The Treacherous Scaling Path of Our Treasure Hunt Engine

#webdev #programming #devops #kubernetes

The Problem We Were Actually Solving

Our system was a combination of Ruby on Rails, PostgreSQL, Redis, and Memcached. It was a beauty to behold, but it was also a ticking time bomb waiting to unleash its pain on us. We had a treasure hunt game that required a list of all active games that the user could join. The list was derived from a database query that fetches all active games and filters out those that were already joined by the user. Simple enough, you'd think.

What We Tried First (And Why It Failed)

We attempted to load all active games into Redis to speed up the query. Our reasoning was that the games were static and didn't change rapidly, so we could cache the results for a longer duration. Sounds great, right? Wrong. We set a TTL of 30 minutes, thinking that it would give us enough time to update the cache when new games were added or old games were removed. What we didn't account for was the fact that new games were being added at an exponential rate during peak hours, effectively invalidating the cache and causing Redis to fetch new data from the database every 30 minutes.

The Architecture Decision

We had to rethink our caching strategy.

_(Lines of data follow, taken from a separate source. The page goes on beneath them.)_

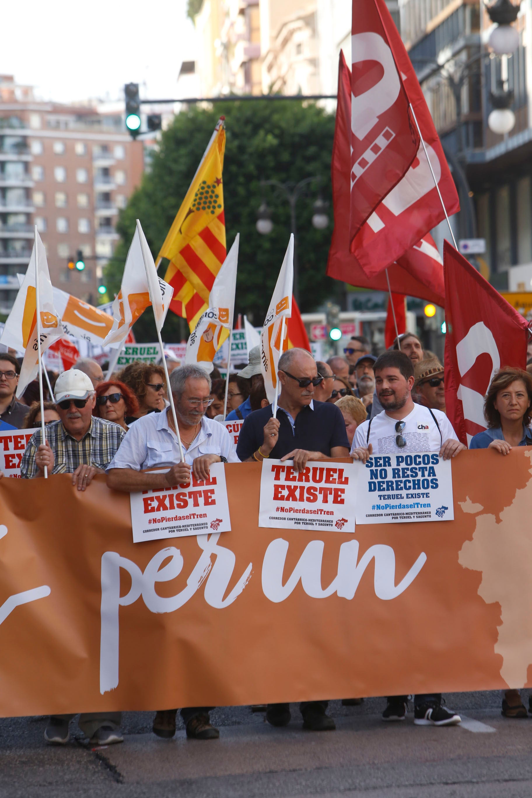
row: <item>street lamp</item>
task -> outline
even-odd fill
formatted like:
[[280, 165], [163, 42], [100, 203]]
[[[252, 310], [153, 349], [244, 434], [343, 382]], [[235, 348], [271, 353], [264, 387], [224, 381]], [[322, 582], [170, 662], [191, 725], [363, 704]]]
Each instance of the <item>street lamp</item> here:
[[[305, 193], [306, 187], [309, 183], [321, 182], [320, 177], [305, 177], [299, 183], [279, 183], [278, 180], [261, 180], [262, 186], [274, 186], [279, 194], [285, 197], [290, 206], [290, 227], [294, 235], [294, 296], [297, 302], [299, 302], [299, 271], [298, 263], [298, 228], [296, 226], [296, 203], [298, 200]], [[327, 203], [323, 201], [321, 196], [313, 204], [313, 215], [312, 217], [312, 225], [316, 230], [325, 230], [329, 224], [329, 216], [326, 214]], [[274, 223], [271, 220], [271, 213], [265, 200], [262, 200], [257, 212], [257, 223], [255, 224], [257, 231], [261, 235], [268, 235], [274, 229]]]

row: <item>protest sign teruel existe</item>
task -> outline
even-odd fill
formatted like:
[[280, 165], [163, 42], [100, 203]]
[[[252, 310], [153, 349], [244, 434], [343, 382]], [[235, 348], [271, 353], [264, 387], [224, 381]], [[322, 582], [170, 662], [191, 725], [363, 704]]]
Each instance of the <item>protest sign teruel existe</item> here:
[[258, 526], [354, 532], [353, 464], [309, 461], [298, 472], [292, 460], [264, 460]]
[[357, 523], [453, 520], [451, 460], [437, 452], [373, 456], [356, 468]]
[[231, 531], [226, 475], [214, 463], [208, 480], [191, 477], [188, 485], [130, 493], [133, 541]]

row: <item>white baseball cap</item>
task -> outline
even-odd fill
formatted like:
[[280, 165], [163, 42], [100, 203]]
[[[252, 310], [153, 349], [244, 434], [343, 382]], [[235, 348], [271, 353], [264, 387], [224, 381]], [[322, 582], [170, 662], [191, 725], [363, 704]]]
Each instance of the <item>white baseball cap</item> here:
[[56, 380], [53, 389], [56, 403], [64, 399], [86, 399], [93, 391], [90, 377], [79, 369], [64, 371]]

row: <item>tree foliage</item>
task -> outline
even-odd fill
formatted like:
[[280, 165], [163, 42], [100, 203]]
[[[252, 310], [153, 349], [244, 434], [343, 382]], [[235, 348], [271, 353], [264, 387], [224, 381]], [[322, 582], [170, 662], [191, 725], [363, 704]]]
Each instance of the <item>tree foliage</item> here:
[[[298, 183], [307, 177], [322, 180], [321, 194], [331, 201], [330, 163], [334, 117], [313, 104], [289, 101], [217, 103], [211, 109], [192, 108], [175, 117], [162, 135], [151, 169], [122, 211], [116, 259], [106, 270], [111, 295], [120, 288], [123, 263], [140, 219], [156, 255], [194, 177], [220, 114], [226, 117], [227, 145], [223, 196], [227, 249], [240, 232], [236, 313], [246, 313], [255, 325], [267, 310], [290, 234], [290, 210], [284, 196], [262, 180]], [[310, 184], [297, 205], [299, 295], [301, 310], [310, 311], [327, 298], [337, 298], [341, 284], [325, 276], [332, 230], [315, 230], [311, 223], [317, 185]], [[256, 230], [257, 211], [266, 200], [272, 211], [273, 232]], [[121, 259], [121, 263], [120, 263]], [[161, 267], [160, 273], [164, 274]], [[144, 314], [144, 316], [150, 314]], [[165, 322], [167, 340], [177, 340], [183, 326], [171, 313]], [[153, 337], [151, 318], [135, 326], [137, 338]]]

We introduced a mechanism to update the Redis cache incrementally, using Redis's pub/sub functionality to notify our cache layer when a new game was added or an existing game was removed. It was a bit of a hack, but it worked beautifully. We also limited the size of our Redis cache to prevent it from consuming all available memory. We had to carefully monitor the cache size and adjust the TTL accordingly to prevent it from growing out of control.

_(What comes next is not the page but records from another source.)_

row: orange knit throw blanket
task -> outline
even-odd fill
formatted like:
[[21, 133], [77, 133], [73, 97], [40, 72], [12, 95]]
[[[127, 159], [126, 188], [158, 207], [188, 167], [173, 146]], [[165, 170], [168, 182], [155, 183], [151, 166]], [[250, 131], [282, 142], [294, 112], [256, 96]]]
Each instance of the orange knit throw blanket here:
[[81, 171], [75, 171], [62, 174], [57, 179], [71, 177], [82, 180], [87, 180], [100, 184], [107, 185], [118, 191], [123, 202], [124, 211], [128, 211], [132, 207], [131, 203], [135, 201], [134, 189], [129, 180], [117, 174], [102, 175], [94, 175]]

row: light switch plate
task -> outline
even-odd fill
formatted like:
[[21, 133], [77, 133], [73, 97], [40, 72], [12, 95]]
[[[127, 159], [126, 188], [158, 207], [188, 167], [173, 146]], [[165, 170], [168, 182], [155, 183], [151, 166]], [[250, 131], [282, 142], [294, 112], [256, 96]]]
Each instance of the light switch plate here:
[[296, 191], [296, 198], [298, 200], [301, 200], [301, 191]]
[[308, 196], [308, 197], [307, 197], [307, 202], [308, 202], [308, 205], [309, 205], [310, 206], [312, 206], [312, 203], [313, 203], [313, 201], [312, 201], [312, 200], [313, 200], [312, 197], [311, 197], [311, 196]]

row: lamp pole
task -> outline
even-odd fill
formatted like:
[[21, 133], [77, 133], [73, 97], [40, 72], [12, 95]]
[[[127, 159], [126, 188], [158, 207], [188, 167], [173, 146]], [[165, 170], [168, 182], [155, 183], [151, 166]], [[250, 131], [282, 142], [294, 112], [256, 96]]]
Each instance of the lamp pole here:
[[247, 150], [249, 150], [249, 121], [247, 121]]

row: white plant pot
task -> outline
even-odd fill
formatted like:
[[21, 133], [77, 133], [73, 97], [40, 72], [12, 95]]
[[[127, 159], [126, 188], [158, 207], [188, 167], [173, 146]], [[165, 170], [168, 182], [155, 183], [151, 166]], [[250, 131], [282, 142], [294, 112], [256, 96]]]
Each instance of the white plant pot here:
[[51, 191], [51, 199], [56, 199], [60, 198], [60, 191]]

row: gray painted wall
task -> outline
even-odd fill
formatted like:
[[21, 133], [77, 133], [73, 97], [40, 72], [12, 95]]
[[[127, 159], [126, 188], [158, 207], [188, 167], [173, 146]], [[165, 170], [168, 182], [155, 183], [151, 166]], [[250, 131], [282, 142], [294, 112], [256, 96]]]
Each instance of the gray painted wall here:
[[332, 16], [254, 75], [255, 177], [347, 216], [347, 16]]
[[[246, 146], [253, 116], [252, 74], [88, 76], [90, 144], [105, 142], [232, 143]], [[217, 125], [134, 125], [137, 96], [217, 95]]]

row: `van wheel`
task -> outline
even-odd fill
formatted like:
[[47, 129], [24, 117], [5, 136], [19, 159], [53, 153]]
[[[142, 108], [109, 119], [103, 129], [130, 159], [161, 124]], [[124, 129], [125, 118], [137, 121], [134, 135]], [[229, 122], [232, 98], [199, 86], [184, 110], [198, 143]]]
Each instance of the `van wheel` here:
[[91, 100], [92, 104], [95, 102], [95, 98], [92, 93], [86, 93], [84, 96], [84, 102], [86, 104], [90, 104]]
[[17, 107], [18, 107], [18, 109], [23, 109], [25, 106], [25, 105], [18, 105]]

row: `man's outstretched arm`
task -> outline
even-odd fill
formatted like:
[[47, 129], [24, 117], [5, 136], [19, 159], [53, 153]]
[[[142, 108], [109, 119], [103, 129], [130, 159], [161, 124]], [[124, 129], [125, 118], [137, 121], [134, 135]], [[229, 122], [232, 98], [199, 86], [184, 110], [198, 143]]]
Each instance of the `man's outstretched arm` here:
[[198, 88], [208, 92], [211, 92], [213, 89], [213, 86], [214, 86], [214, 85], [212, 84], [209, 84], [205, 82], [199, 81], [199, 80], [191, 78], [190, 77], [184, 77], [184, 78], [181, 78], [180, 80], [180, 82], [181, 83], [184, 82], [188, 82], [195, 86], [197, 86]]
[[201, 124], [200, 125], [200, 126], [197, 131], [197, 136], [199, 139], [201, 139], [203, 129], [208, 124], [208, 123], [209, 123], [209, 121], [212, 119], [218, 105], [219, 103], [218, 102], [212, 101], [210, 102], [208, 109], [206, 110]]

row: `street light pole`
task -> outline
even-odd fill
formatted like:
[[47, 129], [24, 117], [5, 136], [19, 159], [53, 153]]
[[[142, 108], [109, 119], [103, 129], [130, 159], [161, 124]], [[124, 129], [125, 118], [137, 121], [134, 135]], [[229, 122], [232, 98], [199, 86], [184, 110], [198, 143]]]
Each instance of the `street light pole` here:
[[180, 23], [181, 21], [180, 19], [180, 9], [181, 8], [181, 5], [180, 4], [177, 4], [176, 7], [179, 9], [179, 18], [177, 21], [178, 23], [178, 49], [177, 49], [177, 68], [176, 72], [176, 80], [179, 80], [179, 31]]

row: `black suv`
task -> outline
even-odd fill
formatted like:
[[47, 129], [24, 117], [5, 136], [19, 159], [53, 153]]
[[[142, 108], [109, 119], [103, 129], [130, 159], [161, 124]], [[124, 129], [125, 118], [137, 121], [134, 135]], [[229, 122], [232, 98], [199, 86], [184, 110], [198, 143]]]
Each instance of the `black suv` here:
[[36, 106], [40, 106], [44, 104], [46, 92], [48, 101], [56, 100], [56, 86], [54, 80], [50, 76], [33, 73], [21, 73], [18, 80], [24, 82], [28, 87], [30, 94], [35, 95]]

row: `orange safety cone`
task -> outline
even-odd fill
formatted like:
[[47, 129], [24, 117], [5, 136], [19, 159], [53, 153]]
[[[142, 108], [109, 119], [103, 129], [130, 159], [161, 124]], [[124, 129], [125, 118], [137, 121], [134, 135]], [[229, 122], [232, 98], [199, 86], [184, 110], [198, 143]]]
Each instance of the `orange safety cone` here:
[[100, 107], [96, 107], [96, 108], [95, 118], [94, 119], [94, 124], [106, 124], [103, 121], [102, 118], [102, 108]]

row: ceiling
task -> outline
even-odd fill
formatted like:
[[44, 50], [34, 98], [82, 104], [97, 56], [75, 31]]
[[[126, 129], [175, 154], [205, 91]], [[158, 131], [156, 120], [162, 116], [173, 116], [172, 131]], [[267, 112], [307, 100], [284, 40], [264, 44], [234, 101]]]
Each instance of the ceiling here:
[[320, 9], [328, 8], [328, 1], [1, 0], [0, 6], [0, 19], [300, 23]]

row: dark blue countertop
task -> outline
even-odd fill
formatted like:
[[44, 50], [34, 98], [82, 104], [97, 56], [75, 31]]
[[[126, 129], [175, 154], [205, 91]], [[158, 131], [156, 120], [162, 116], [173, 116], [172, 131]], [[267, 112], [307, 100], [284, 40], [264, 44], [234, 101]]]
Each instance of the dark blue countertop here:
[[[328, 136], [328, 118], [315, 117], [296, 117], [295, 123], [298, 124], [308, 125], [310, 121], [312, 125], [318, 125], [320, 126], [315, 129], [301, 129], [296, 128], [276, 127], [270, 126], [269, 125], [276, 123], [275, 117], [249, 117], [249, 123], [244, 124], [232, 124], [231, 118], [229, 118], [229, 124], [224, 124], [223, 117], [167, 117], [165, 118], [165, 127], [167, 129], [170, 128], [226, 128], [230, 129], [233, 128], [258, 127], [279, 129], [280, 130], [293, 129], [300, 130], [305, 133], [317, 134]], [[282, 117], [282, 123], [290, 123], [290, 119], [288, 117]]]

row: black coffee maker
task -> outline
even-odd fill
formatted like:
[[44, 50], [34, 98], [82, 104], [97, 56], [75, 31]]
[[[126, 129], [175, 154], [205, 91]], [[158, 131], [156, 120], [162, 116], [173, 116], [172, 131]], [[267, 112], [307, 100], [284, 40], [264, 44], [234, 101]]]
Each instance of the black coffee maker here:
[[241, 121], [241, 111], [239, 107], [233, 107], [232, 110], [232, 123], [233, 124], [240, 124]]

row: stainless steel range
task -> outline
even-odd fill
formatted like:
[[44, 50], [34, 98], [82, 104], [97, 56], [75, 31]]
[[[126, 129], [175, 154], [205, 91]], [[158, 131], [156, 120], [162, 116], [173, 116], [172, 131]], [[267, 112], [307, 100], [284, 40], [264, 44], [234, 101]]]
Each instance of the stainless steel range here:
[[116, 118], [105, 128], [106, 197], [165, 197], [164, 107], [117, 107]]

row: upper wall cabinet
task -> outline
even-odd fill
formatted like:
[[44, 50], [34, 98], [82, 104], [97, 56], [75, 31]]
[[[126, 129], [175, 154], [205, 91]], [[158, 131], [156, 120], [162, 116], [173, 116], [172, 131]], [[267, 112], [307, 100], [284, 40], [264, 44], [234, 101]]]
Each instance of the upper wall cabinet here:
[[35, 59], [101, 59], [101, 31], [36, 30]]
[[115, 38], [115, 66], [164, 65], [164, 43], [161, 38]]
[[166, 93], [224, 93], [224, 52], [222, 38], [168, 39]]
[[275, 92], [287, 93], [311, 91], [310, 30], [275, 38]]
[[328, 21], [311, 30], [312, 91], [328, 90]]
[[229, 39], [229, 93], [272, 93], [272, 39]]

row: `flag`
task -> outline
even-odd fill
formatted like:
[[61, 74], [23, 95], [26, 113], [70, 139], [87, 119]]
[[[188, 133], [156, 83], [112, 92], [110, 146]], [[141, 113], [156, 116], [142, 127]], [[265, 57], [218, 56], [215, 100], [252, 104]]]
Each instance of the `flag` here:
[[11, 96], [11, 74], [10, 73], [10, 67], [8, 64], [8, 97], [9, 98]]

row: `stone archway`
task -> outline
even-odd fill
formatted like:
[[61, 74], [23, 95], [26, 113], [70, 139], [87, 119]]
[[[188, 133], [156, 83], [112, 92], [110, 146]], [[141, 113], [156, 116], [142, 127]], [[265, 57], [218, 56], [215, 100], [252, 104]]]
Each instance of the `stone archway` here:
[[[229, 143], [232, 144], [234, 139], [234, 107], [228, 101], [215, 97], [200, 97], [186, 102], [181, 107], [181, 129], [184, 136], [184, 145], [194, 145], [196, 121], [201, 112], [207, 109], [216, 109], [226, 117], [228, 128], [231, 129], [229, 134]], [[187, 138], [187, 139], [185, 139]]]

What The Numbers Said After

Our server started to scale much more cleanly after the architectural change. We saw a significant reduction in the number of cache misses, which in turn reduced the load on our database. Our Redis cache size remained stable, and we were able to maintain a consistent cache hit ratio of around 80%. The number of slow queries decreased by an order of magnitude, and our server was no longer hanging at the first sign of growth.

What I Would Do Differently

If I had to do it again, I would design a more robust caching strategy from the ground up. I would use a combination of Redis and Memcached to store our cached data, taking advantage of their complementary strengths. I would also consider using a more sophisticated caching algorithm, such as a least-recently-used (LRU) or least-frequently-used (LFU) eviction policy, to improve cache hit ratios and reduce cache thrashing. Finally, I would ensure that our caching layer is properly monitored and tuned to prevent it from becoming a performance bottleneck.

The lesson I learned from this experience is that optimising for demos over operations can have disastrous consequences. We had to put in extra effort to design a system that would scale cleanly, but it was worth it in the end. I hope that future engineers can avoid the same mistakes we made and create systems that are truly scalable and performant.